CrowdSec can only ban the right address if Caddy reports the real client IP. When Caddy is the edge this is automatic. When it sits behind a CDN or WAF, set CADDY_TRUSTED_PROXIES so Caddy reads the forwarded client IP — but only from the proxy you actually use:

canasta config set CADDY_TRUSTED_PROXIES=cloudflare
Value Behavior
cloudflare Reads CF-Connecting-IP and trusts it only from Cloudflare's published edge ranges (refreshed in-process; no maintenance required).
imperva Reads Incap-Client-IP and trusts it only from Imperva's published ranges.
comma-separated CIDRs Trusts X-Forwarded-For from an explicit list of proxy networks (e.g. 10.0.0.0/8,192.168.0.0/16); runs on stock Caddy.

Locking trust to the provider's ranges is the safety property: if Caddy trusted the forwarded header from any source, a client connecting directly to the origin could forge its IP and dodge bans.
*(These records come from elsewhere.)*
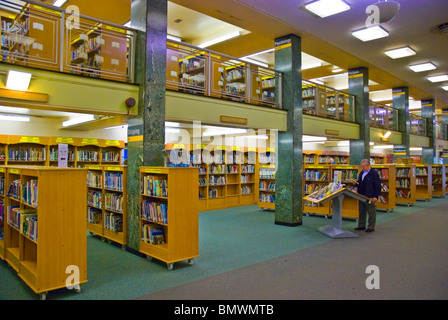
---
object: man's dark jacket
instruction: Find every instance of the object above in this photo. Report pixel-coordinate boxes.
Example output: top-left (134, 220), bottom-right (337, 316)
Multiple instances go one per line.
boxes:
top-left (358, 168), bottom-right (381, 199)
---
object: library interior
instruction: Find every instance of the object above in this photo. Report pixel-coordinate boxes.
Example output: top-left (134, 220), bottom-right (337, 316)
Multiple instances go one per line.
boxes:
top-left (0, 0), bottom-right (448, 300)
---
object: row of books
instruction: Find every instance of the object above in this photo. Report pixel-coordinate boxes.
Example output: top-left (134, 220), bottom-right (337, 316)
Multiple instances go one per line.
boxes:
top-left (104, 172), bottom-right (123, 191)
top-left (142, 223), bottom-right (165, 245)
top-left (209, 176), bottom-right (226, 186)
top-left (241, 186), bottom-right (252, 195)
top-left (102, 151), bottom-right (120, 162)
top-left (304, 170), bottom-right (328, 181)
top-left (260, 181), bottom-right (275, 191)
top-left (50, 148), bottom-right (75, 161)
top-left (141, 176), bottom-right (168, 197)
top-left (141, 200), bottom-right (168, 224)
top-left (22, 179), bottom-right (38, 207)
top-left (76, 150), bottom-right (100, 162)
top-left (259, 193), bottom-right (275, 203)
top-left (87, 190), bottom-right (103, 208)
top-left (104, 193), bottom-right (123, 212)
top-left (87, 207), bottom-right (103, 224)
top-left (8, 148), bottom-right (47, 161)
top-left (87, 171), bottom-right (103, 188)
top-left (259, 168), bottom-right (275, 179)
top-left (104, 212), bottom-right (123, 232)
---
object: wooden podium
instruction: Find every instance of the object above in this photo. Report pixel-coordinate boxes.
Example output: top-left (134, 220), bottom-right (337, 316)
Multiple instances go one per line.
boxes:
top-left (303, 188), bottom-right (369, 239)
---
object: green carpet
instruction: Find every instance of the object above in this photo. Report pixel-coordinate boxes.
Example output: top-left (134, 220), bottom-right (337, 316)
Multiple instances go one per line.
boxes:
top-left (0, 198), bottom-right (447, 300)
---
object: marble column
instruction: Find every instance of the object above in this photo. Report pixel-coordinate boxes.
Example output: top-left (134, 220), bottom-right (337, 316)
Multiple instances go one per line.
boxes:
top-left (275, 34), bottom-right (303, 226)
top-left (392, 87), bottom-right (411, 163)
top-left (421, 99), bottom-right (437, 164)
top-left (127, 0), bottom-right (167, 251)
top-left (348, 67), bottom-right (370, 165)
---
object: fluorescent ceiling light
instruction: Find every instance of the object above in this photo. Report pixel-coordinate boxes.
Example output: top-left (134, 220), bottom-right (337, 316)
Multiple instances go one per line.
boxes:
top-left (352, 26), bottom-right (389, 42)
top-left (409, 62), bottom-right (437, 72)
top-left (385, 47), bottom-right (416, 59)
top-left (62, 114), bottom-right (95, 127)
top-left (240, 57), bottom-right (269, 68)
top-left (302, 136), bottom-right (328, 142)
top-left (0, 114), bottom-right (30, 122)
top-left (428, 74), bottom-right (448, 82)
top-left (53, 0), bottom-right (67, 7)
top-left (6, 70), bottom-right (31, 91)
top-left (166, 34), bottom-right (182, 42)
top-left (305, 0), bottom-right (350, 18)
top-left (198, 31), bottom-right (241, 48)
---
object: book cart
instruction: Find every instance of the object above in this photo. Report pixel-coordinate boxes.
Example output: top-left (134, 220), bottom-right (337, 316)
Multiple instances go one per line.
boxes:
top-left (1, 166), bottom-right (87, 299)
top-left (140, 167), bottom-right (199, 270)
top-left (86, 165), bottom-right (127, 250)
top-left (415, 163), bottom-right (432, 201)
top-left (372, 164), bottom-right (397, 212)
top-left (432, 164), bottom-right (446, 198)
top-left (395, 164), bottom-right (416, 207)
top-left (303, 183), bottom-right (369, 239)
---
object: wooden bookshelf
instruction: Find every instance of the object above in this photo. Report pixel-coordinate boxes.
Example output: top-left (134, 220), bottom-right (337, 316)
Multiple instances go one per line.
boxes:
top-left (396, 164), bottom-right (416, 207)
top-left (0, 166), bottom-right (6, 260)
top-left (303, 165), bottom-right (331, 217)
top-left (86, 165), bottom-right (127, 250)
top-left (432, 164), bottom-right (446, 198)
top-left (330, 165), bottom-right (360, 219)
top-left (140, 167), bottom-right (199, 270)
top-left (372, 164), bottom-right (397, 212)
top-left (3, 166), bottom-right (87, 299)
top-left (415, 164), bottom-right (432, 201)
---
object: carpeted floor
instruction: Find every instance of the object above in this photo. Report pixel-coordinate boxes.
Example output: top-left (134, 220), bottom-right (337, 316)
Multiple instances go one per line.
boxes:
top-left (0, 198), bottom-right (448, 300)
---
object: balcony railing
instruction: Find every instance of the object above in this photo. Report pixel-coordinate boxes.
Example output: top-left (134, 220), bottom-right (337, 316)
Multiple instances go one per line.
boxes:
top-left (0, 0), bottom-right (135, 81)
top-left (369, 101), bottom-right (398, 131)
top-left (302, 80), bottom-right (355, 122)
top-left (409, 114), bottom-right (427, 137)
top-left (166, 41), bottom-right (282, 108)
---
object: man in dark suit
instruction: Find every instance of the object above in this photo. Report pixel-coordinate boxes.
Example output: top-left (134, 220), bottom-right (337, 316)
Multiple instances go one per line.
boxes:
top-left (355, 159), bottom-right (381, 232)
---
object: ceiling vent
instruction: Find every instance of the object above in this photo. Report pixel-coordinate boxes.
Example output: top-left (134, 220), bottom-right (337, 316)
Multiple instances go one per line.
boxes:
top-left (431, 22), bottom-right (448, 34)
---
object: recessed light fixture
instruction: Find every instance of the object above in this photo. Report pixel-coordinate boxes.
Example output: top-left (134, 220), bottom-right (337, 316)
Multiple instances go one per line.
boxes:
top-left (6, 70), bottom-right (31, 91)
top-left (305, 0), bottom-right (350, 18)
top-left (384, 47), bottom-right (416, 59)
top-left (62, 114), bottom-right (95, 127)
top-left (409, 62), bottom-right (437, 72)
top-left (0, 114), bottom-right (30, 122)
top-left (428, 74), bottom-right (448, 82)
top-left (352, 26), bottom-right (389, 42)
top-left (198, 31), bottom-right (241, 48)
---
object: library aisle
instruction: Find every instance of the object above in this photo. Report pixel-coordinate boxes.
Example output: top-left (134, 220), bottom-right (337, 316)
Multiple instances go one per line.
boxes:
top-left (0, 198), bottom-right (448, 300)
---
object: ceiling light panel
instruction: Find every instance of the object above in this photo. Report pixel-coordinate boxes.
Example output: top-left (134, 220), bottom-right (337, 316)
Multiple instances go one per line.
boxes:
top-left (385, 47), bottom-right (416, 59)
top-left (305, 0), bottom-right (350, 18)
top-left (409, 62), bottom-right (437, 72)
top-left (352, 26), bottom-right (389, 42)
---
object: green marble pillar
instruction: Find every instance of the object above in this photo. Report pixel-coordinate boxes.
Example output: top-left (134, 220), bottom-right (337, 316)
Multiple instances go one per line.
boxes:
top-left (275, 34), bottom-right (303, 226)
top-left (422, 99), bottom-right (437, 164)
top-left (348, 67), bottom-right (370, 165)
top-left (392, 87), bottom-right (411, 163)
top-left (127, 0), bottom-right (167, 251)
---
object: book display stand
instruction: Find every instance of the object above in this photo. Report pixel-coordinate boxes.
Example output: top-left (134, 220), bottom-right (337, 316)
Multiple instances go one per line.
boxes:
top-left (303, 188), bottom-right (369, 239)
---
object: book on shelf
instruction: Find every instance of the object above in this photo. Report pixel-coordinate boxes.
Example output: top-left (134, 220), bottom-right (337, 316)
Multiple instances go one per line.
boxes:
top-left (87, 207), bottom-right (103, 224)
top-left (141, 176), bottom-right (168, 197)
top-left (104, 212), bottom-right (123, 232)
top-left (141, 200), bottom-right (168, 224)
top-left (142, 223), bottom-right (165, 245)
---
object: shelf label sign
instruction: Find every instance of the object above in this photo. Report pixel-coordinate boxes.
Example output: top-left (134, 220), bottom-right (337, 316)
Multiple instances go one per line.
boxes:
top-left (20, 137), bottom-right (40, 143)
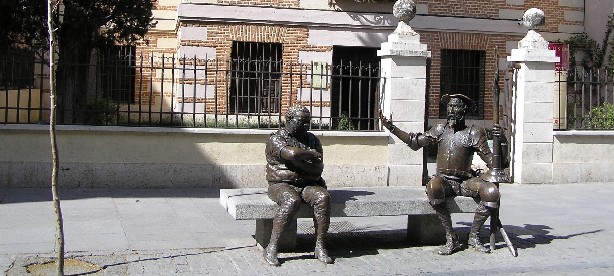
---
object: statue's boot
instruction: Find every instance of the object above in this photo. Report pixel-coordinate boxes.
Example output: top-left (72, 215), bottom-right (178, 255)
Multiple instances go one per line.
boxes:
top-left (263, 200), bottom-right (300, 266)
top-left (467, 204), bottom-right (492, 253)
top-left (313, 202), bottom-right (334, 264)
top-left (433, 202), bottom-right (461, 255)
top-left (262, 244), bottom-right (281, 266)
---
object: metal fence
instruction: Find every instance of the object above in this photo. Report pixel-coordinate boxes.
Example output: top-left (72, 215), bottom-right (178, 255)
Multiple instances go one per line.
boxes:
top-left (0, 48), bottom-right (382, 131)
top-left (554, 67), bottom-right (614, 130)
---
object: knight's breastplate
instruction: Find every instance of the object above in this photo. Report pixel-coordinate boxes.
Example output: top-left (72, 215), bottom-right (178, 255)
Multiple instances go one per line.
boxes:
top-left (437, 129), bottom-right (474, 174)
A typo in the value is rejected when you run canasta config set.

Disabling CrowdSec

canasta config set CANASTA_ENABLE_CROWDSEC=false

This stops the CrowdSec engine, removes the bouncer directive from the Caddyfile, drops crowdsec from the active profile, and (if no other plugin feature needs it) returns Caddy to the stock image.

Resource requirements

CrowdSec adds one lightweight container (the engine) plus the bouncer that runs inside the existing Caddy container. It is far less resource-hungry than the Java-based observability or Elasticsearch stacks. See System requirements for overall sizing.

GitOps

On a GitOps-managed instance, the CrowdSec enable flag, the bouncer key, and CADDY_TRUSTED_PROXIES are stored as part of the instance's version-controlled configuration, so enabling CrowdSec survives a config regeneration or a git pull. The config/crowdsec/whitelists.yaml file is version-controlled with the rest of the instance config.